The former does not apply to a trace compiler. The latter can be
avoided by doing forward transforms on-the-fly during trace
recording and backward transforms on-the-fly during assembly.
> 2. In my current layout I also keep a list of uses for each IR
> instruction (all instructions reading the output value of a given
> instruction). This is very useful when I want to replace the value
> of an instruction by that of another instruction. What kind of trick
> does LuaJIT use to do this efficiently?
Folding happens before an instruction is actually emitted. But it
may cause new instructions to be emitted and old instructions to
fall unused, too. Unused instructions are simply ignored by the
backward pass of the assembler. This gives you DCE for free.
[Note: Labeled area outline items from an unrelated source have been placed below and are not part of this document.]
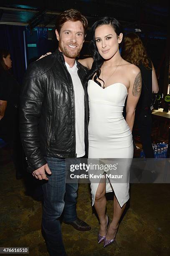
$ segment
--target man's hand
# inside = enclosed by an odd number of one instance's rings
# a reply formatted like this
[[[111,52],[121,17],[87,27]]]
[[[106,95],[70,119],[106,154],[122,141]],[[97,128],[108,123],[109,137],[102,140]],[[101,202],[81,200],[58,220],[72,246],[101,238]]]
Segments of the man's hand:
[[[34,171],[33,172],[33,175],[36,179],[48,180],[48,179],[46,174],[46,172],[49,174],[51,174],[51,172],[50,171],[47,164]]]

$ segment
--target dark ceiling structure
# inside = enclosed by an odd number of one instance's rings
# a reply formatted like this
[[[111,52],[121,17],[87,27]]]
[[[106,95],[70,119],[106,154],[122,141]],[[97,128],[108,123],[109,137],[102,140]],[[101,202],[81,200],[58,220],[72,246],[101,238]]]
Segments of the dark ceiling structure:
[[[14,2],[15,3],[14,3]],[[104,16],[114,17],[127,30],[140,28],[153,37],[166,38],[169,1],[165,0],[1,0],[0,24],[53,27],[63,11],[79,10],[88,19],[89,26]]]

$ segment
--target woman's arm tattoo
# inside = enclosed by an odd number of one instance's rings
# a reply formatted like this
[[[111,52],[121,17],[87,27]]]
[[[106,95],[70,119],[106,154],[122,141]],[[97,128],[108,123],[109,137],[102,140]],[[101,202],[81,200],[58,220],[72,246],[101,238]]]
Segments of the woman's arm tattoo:
[[[132,93],[133,96],[137,96],[140,93],[142,88],[142,77],[141,73],[140,72],[134,79]]]

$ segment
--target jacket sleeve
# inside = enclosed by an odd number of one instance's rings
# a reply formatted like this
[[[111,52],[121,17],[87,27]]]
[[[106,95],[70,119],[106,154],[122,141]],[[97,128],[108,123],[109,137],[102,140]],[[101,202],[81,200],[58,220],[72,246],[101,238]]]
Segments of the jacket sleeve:
[[[41,153],[38,131],[44,96],[42,75],[38,64],[34,62],[25,74],[20,100],[20,131],[29,172],[46,163]]]

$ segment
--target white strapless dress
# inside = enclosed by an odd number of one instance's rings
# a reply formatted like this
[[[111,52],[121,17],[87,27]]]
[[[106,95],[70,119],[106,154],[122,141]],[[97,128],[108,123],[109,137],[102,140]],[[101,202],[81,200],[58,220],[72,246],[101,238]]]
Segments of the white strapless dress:
[[[132,159],[132,133],[122,115],[127,95],[126,86],[116,83],[104,89],[90,80],[87,90],[90,113],[89,158]],[[91,182],[93,205],[98,185],[99,183]],[[114,190],[121,207],[129,199],[129,183],[113,183],[107,179],[106,188],[106,192]]]

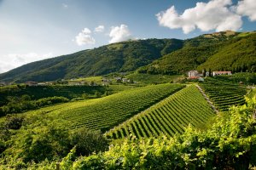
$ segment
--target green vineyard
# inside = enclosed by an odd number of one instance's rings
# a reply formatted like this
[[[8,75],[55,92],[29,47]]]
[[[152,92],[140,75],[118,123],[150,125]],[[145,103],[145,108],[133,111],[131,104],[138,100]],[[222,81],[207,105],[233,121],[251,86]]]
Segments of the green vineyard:
[[[61,116],[68,122],[67,126],[70,128],[85,127],[106,132],[183,88],[179,84],[137,88],[98,99],[85,106],[62,111]]]
[[[138,139],[182,133],[189,124],[201,127],[214,111],[194,86],[177,92],[148,110],[106,133],[108,138],[121,139],[132,134]]]
[[[201,82],[200,86],[220,111],[228,110],[231,105],[245,104],[247,90],[243,86],[224,82]]]

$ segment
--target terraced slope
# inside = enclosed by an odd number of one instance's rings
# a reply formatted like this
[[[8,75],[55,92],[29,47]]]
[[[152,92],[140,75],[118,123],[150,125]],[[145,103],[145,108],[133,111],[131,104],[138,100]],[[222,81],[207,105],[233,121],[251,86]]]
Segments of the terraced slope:
[[[231,105],[245,104],[245,87],[224,82],[207,82],[200,83],[201,88],[220,111],[228,110]]]
[[[214,115],[198,88],[191,85],[111,129],[106,135],[113,139],[130,134],[139,139],[162,133],[172,137],[183,133],[189,124],[201,127]]]
[[[105,132],[183,88],[179,84],[161,84],[131,89],[65,110],[61,116],[70,128],[86,127]]]

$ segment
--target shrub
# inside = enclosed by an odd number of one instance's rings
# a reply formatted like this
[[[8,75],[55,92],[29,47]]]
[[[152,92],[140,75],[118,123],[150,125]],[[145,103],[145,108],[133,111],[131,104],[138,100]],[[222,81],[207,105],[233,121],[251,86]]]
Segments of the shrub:
[[[76,146],[78,156],[89,156],[93,152],[105,151],[108,148],[108,140],[101,131],[83,128],[72,133],[71,144]]]

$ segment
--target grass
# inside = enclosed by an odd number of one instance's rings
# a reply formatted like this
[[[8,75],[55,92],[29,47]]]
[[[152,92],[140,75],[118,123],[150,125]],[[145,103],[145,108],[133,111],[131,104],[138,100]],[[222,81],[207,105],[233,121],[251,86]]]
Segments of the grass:
[[[171,82],[175,82],[178,78],[182,76],[182,75],[151,75],[137,72],[134,72],[126,76],[126,77],[132,79],[134,82],[137,82],[143,84],[160,84]]]
[[[108,138],[138,139],[168,137],[184,132],[191,124],[201,129],[214,116],[214,111],[195,85],[190,85],[136,115],[106,133]]]

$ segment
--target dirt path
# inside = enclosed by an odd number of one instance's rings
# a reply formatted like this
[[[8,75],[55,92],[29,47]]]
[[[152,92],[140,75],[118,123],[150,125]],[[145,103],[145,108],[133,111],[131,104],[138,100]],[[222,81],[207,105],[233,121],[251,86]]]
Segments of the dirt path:
[[[209,103],[209,105],[211,105],[211,107],[213,109],[213,110],[216,113],[218,113],[218,110],[215,108],[215,106],[213,105],[212,102],[209,99],[209,98],[207,96],[207,94],[205,94],[205,92],[201,89],[201,88],[199,85],[196,85],[196,88],[198,88],[199,91],[202,94],[202,95],[205,97],[205,99],[207,100],[207,102]]]

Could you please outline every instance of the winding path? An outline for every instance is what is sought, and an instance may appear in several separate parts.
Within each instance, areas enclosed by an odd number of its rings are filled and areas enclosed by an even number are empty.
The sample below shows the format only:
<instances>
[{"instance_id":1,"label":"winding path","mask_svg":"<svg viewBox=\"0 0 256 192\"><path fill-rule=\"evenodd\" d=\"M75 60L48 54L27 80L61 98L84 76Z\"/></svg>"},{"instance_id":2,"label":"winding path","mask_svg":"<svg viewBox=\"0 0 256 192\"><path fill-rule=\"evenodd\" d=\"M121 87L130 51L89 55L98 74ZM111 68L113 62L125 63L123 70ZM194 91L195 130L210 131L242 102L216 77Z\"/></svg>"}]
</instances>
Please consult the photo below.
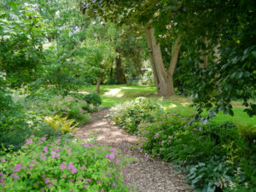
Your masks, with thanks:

Backward transforms already start from a use and don't need a list
of other uses.
> 3. How are constants encoded in the LuaJIT IR? I saw it uses 16 bit
> references to refer (I assume) to indices of other IR instructions
> elsewhere in the instruction array. Are constants also stored in the
> array, as instructions?
Constants are stored like any other IR instructions. They just
grow downwards in the IR.
Note: the IR dump (-jdump=i) hides all of these details and merges
constants into the output of the regular IR instructions.
> 4. I saw the IR instructions have up to 2 operands. What about call
A chain of call arguments (CARG) is used for extension. The IR
dump hides this detail. It's much more important to have an
orthogonal and linearly indexable IR (always exactly 64 bits per
instruction) than to optimize for special cases.